Scientific classification
- Kingdom: Animalia
- Phylum: Chordata
- Class: Reptilia
- Order: Squamata
- Suborder: Serpentes
- Family: Xenodermidae
- Genus: Achalinus
- Species: A. werneri
- Binomial name: Achalinus werneri Van Denburgh, 1912
- Synonyms: Achalinus loochoensis Thompson, 1912;

= Achalinus werneri =

- Authority: Van Denburgh, 1912
- Conservation status: NT
- Synonyms: Achalinus loochoensis Thompson, 1912

Species of snake

Achalinus werneri, also known commonly as the Amami odd-scaled snake and the Amami Takachiho snake, is a species of snake in the family Xenodermatidae. The species is endemic to the Ryukyu Islands, Japan. There are no subspecies that are recognized as being valid.

==Etymology==
The specific name, werneri, is in honor of Austrian herpetologist Franz Werner.

==Habitat==
The preferred natural habitats of A. werneri are forest, grassland, and freshwater wetlands.

==Description==
Dorsally, A. werneri is dark olive; ventrally, it is yellow. It has 88–96 subcaudals.

==Diet==
A. werneri preys upon earthworms.

==Reproduction==
A. werneri is oviparous.
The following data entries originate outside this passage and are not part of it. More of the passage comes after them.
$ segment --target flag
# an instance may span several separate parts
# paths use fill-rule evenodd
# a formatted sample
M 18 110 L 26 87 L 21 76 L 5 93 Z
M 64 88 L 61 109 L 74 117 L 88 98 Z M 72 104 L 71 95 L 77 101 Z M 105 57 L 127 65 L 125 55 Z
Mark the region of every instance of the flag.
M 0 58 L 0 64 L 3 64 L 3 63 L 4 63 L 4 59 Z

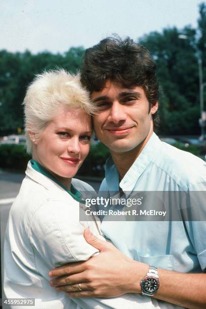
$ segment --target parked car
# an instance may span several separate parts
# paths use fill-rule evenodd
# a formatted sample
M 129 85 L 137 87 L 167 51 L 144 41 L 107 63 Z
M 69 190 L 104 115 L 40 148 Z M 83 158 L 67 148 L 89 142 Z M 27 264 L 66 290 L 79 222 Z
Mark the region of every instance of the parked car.
M 26 138 L 24 135 L 9 135 L 4 136 L 1 141 L 1 143 L 2 144 L 26 145 Z

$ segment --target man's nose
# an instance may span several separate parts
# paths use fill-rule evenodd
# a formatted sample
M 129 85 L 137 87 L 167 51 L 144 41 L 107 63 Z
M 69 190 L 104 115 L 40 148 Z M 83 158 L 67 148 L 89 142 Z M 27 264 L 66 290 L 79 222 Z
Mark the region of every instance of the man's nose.
M 117 101 L 113 102 L 110 110 L 108 121 L 117 124 L 121 121 L 125 121 L 126 118 L 125 107 Z
M 73 137 L 70 139 L 67 145 L 67 150 L 69 152 L 77 154 L 80 151 L 79 137 Z

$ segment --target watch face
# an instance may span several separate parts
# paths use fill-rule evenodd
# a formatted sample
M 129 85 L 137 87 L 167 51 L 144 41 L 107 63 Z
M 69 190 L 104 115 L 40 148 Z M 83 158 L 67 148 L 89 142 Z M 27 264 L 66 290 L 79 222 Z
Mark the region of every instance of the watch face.
M 159 280 L 152 276 L 148 276 L 141 281 L 142 291 L 153 294 L 158 290 L 160 286 Z

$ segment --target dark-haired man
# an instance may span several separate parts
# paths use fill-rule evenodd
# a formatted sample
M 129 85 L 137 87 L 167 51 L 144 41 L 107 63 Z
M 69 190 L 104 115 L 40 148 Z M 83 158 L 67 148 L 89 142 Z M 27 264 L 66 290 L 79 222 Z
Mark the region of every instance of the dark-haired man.
M 153 133 L 159 87 L 155 64 L 144 47 L 129 38 L 102 40 L 86 51 L 81 80 L 98 108 L 96 134 L 111 153 L 100 190 L 205 191 L 203 161 Z M 87 242 L 100 254 L 55 271 L 53 276 L 63 276 L 53 280 L 61 290 L 74 297 L 141 293 L 162 307 L 205 307 L 205 221 L 103 220 L 101 229 L 125 255 L 86 231 Z M 77 283 L 82 291 L 75 291 Z

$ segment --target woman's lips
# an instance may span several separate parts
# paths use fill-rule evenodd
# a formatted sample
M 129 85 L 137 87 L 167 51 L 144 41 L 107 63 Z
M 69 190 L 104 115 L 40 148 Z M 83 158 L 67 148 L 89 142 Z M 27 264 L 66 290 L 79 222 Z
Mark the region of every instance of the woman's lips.
M 74 159 L 72 158 L 63 158 L 61 157 L 61 159 L 67 163 L 68 164 L 70 164 L 71 165 L 75 165 L 77 164 L 80 161 L 80 160 L 78 159 Z

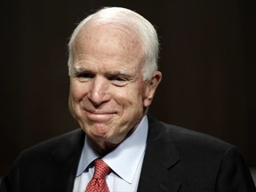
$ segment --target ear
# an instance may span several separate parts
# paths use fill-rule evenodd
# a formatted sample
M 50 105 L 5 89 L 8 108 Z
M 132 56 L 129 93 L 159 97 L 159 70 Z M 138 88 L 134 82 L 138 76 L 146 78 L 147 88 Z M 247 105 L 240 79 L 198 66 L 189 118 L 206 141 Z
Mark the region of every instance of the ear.
M 144 108 L 148 108 L 150 106 L 155 92 L 156 91 L 156 88 L 161 82 L 161 79 L 162 79 L 162 73 L 160 71 L 155 71 L 152 78 L 149 81 L 148 81 L 145 91 L 145 97 L 143 100 Z

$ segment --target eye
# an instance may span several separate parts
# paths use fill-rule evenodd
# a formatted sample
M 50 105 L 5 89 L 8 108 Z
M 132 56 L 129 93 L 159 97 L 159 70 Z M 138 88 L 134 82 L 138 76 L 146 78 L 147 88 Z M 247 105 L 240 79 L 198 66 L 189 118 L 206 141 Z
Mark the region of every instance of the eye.
M 116 86 L 124 86 L 129 81 L 129 79 L 124 76 L 110 76 L 108 80 L 110 80 L 112 84 Z
M 76 74 L 76 77 L 79 79 L 79 81 L 88 81 L 91 78 L 94 77 L 94 75 L 88 72 L 80 72 Z

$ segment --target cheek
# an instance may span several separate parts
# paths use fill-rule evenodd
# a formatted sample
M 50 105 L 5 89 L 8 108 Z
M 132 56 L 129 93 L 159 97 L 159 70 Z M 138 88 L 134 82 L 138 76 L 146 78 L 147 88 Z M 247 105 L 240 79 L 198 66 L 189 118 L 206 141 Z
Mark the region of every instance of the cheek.
M 73 83 L 70 84 L 70 96 L 73 101 L 81 100 L 86 94 L 86 87 L 82 84 Z

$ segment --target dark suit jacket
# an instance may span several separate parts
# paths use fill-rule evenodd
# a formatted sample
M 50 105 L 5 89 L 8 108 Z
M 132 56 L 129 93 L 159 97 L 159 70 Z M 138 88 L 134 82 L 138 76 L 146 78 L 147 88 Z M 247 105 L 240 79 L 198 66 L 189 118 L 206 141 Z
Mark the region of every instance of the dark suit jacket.
M 235 147 L 205 134 L 148 119 L 138 191 L 256 191 Z M 76 130 L 24 151 L 4 179 L 0 191 L 71 192 L 84 140 L 84 133 Z

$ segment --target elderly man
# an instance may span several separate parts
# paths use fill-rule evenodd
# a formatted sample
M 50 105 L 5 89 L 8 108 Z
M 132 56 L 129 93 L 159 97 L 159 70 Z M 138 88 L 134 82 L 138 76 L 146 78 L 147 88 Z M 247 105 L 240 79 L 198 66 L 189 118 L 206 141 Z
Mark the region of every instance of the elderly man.
M 69 42 L 69 108 L 81 129 L 25 150 L 0 191 L 256 191 L 232 145 L 147 115 L 162 75 L 154 27 L 124 8 Z

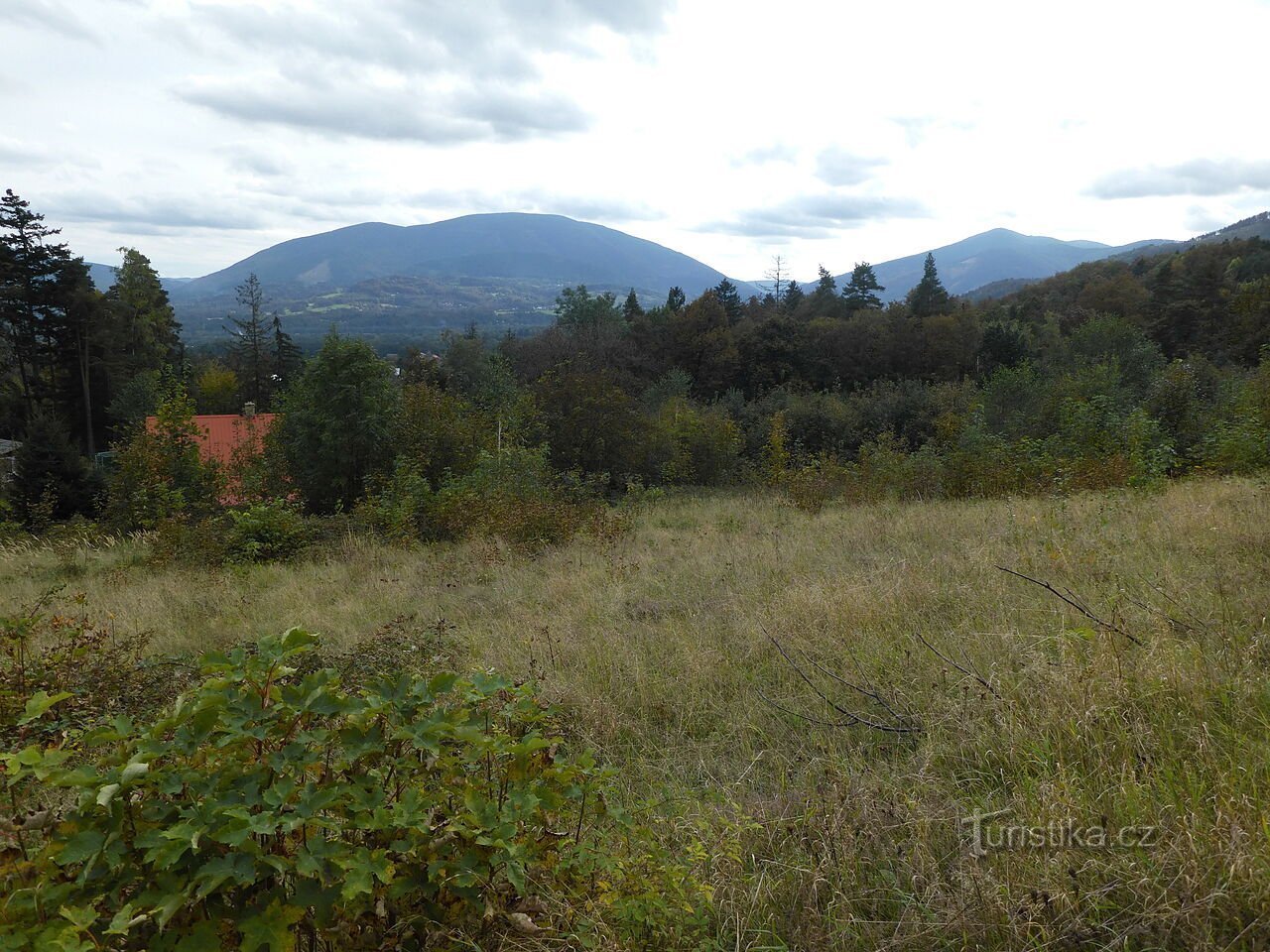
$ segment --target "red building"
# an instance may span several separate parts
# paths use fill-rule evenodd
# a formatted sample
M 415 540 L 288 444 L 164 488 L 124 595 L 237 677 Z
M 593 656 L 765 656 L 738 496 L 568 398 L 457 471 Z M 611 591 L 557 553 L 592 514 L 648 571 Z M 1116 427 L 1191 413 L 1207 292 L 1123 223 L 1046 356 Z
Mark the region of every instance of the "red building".
M 204 462 L 215 462 L 221 470 L 232 472 L 234 463 L 264 452 L 264 437 L 273 426 L 277 414 L 258 414 L 248 404 L 239 414 L 204 414 L 194 418 L 198 428 L 198 454 Z M 157 418 L 146 418 L 146 429 L 154 432 Z M 226 487 L 222 503 L 237 501 L 234 486 Z

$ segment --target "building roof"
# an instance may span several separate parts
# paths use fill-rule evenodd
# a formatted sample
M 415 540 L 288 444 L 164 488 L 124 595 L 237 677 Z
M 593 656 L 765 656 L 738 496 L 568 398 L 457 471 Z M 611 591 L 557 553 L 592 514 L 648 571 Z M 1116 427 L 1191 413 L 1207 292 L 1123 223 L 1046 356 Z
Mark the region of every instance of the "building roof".
M 234 462 L 234 453 L 244 444 L 249 446 L 248 453 L 255 456 L 264 448 L 264 435 L 273 426 L 277 414 L 255 414 L 254 416 L 240 416 L 237 414 L 206 414 L 194 418 L 201 439 L 198 453 L 206 461 L 215 461 L 221 466 L 230 466 Z M 146 429 L 152 430 L 156 418 L 146 418 Z

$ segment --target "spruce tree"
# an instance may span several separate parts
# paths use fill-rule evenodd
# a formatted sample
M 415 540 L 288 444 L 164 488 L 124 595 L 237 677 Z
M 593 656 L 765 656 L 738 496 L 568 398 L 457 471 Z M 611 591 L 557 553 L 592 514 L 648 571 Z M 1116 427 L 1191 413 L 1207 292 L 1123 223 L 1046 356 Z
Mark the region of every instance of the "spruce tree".
M 949 292 L 940 281 L 940 273 L 935 269 L 935 255 L 926 255 L 926 264 L 922 267 L 922 279 L 908 292 L 906 301 L 908 310 L 914 317 L 930 317 L 932 314 L 945 314 L 951 303 Z
M 728 314 L 728 324 L 735 324 L 739 321 L 744 311 L 740 303 L 740 292 L 737 291 L 737 286 L 724 278 L 715 286 L 714 292 L 715 297 L 719 298 L 719 303 L 723 305 L 723 310 Z
M 644 308 L 640 307 L 639 296 L 635 293 L 635 288 L 626 296 L 626 303 L 622 305 L 622 315 L 626 317 L 627 322 L 634 321 L 644 314 Z
M 243 381 L 243 395 L 264 409 L 269 399 L 271 360 L 269 335 L 264 326 L 264 289 L 255 274 L 235 288 L 237 302 L 246 308 L 246 317 L 234 317 L 234 357 L 235 371 Z
M 847 305 L 847 312 L 855 314 L 856 311 L 881 308 L 879 293 L 885 289 L 878 283 L 878 275 L 874 274 L 872 265 L 869 261 L 861 261 L 852 269 L 851 279 L 842 288 L 842 300 Z
M 277 311 L 271 319 L 271 330 L 273 331 L 273 353 L 271 354 L 273 383 L 274 388 L 281 391 L 286 390 L 295 380 L 304 364 L 304 357 L 296 341 L 282 329 L 282 316 Z

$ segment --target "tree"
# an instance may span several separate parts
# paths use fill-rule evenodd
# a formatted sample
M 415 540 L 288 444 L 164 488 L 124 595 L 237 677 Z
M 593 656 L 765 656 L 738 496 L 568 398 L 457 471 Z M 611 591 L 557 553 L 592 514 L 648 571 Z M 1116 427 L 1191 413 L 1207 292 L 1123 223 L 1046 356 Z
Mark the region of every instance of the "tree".
M 210 360 L 194 381 L 198 410 L 204 414 L 237 413 L 237 374 L 220 360 Z
M 585 284 L 565 288 L 556 297 L 556 326 L 572 334 L 594 336 L 605 327 L 625 322 L 617 297 L 606 291 L 592 294 Z
M 874 274 L 872 265 L 869 261 L 861 261 L 852 269 L 851 279 L 842 288 L 842 300 L 847 305 L 847 314 L 880 310 L 881 298 L 879 294 L 885 289 L 878 283 L 878 275 Z
M 243 395 L 263 409 L 269 399 L 271 353 L 264 326 L 264 289 L 255 274 L 235 288 L 239 305 L 246 308 L 246 317 L 230 317 L 235 327 L 231 348 L 235 371 L 243 382 Z M 279 325 L 281 330 L 281 325 Z
M 714 294 L 719 300 L 719 303 L 723 305 L 724 312 L 728 315 L 728 324 L 735 324 L 739 321 L 745 311 L 740 302 L 740 292 L 737 291 L 737 286 L 724 278 L 715 286 Z
M 765 277 L 772 282 L 772 300 L 775 300 L 776 303 L 780 303 L 785 297 L 782 288 L 785 287 L 787 279 L 785 259 L 780 255 L 772 258 L 772 267 Z
M 51 522 L 91 510 L 88 462 L 61 420 L 47 409 L 32 415 L 14 468 L 13 499 L 18 517 L 29 528 L 42 531 Z
M 282 317 L 277 311 L 273 312 L 271 330 L 273 331 L 273 350 L 269 354 L 273 369 L 272 388 L 286 390 L 304 366 L 304 354 L 291 335 L 282 329 Z
M 926 255 L 926 264 L 922 265 L 922 279 L 908 292 L 906 301 L 914 317 L 930 317 L 933 314 L 947 312 L 951 298 L 935 269 L 933 254 Z
M 622 316 L 626 317 L 626 322 L 632 322 L 636 317 L 643 316 L 644 308 L 640 307 L 639 296 L 635 293 L 635 288 L 626 296 L 626 303 L 622 305 Z
M 48 239 L 61 234 L 43 225 L 5 189 L 0 198 L 0 334 L 14 357 L 27 419 L 47 392 L 50 339 L 60 301 L 57 278 L 71 259 L 65 244 Z
M 121 248 L 123 263 L 105 298 L 110 311 L 107 368 L 112 387 L 146 371 L 161 371 L 180 357 L 180 325 L 150 259 Z
M 785 288 L 785 298 L 781 303 L 785 305 L 785 311 L 787 314 L 794 314 L 805 297 L 806 294 L 803 293 L 803 288 L 799 287 L 798 282 L 790 281 L 789 286 Z
M 83 259 L 51 241 L 60 231 L 43 220 L 11 189 L 0 198 L 0 341 L 18 380 L 24 424 L 48 401 L 91 452 L 100 296 Z
M 331 331 L 283 393 L 271 439 L 312 512 L 356 503 L 392 458 L 392 368 L 368 344 Z
M 121 529 L 206 518 L 220 505 L 224 486 L 224 473 L 199 451 L 194 401 L 170 382 L 154 424 L 137 429 L 116 456 L 107 514 Z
Clutch size is three to eight eggs.

==Conservation status==
In 1996 the species Achalinus werneri was classified as Near Threatened by the IUCN. This is because its range is estimated to be less than 20,000 km^{2} (7,722 sq mi), or its area of occupancy is estimated to be less than 2,000 km^{2} (772 sq mi), and estimates indicate its range is severely fragmented, or known to exist at no more than ten locations, and that a continuing decline has been inferred, observed or projected in the area, extent and/or quality of its habitat.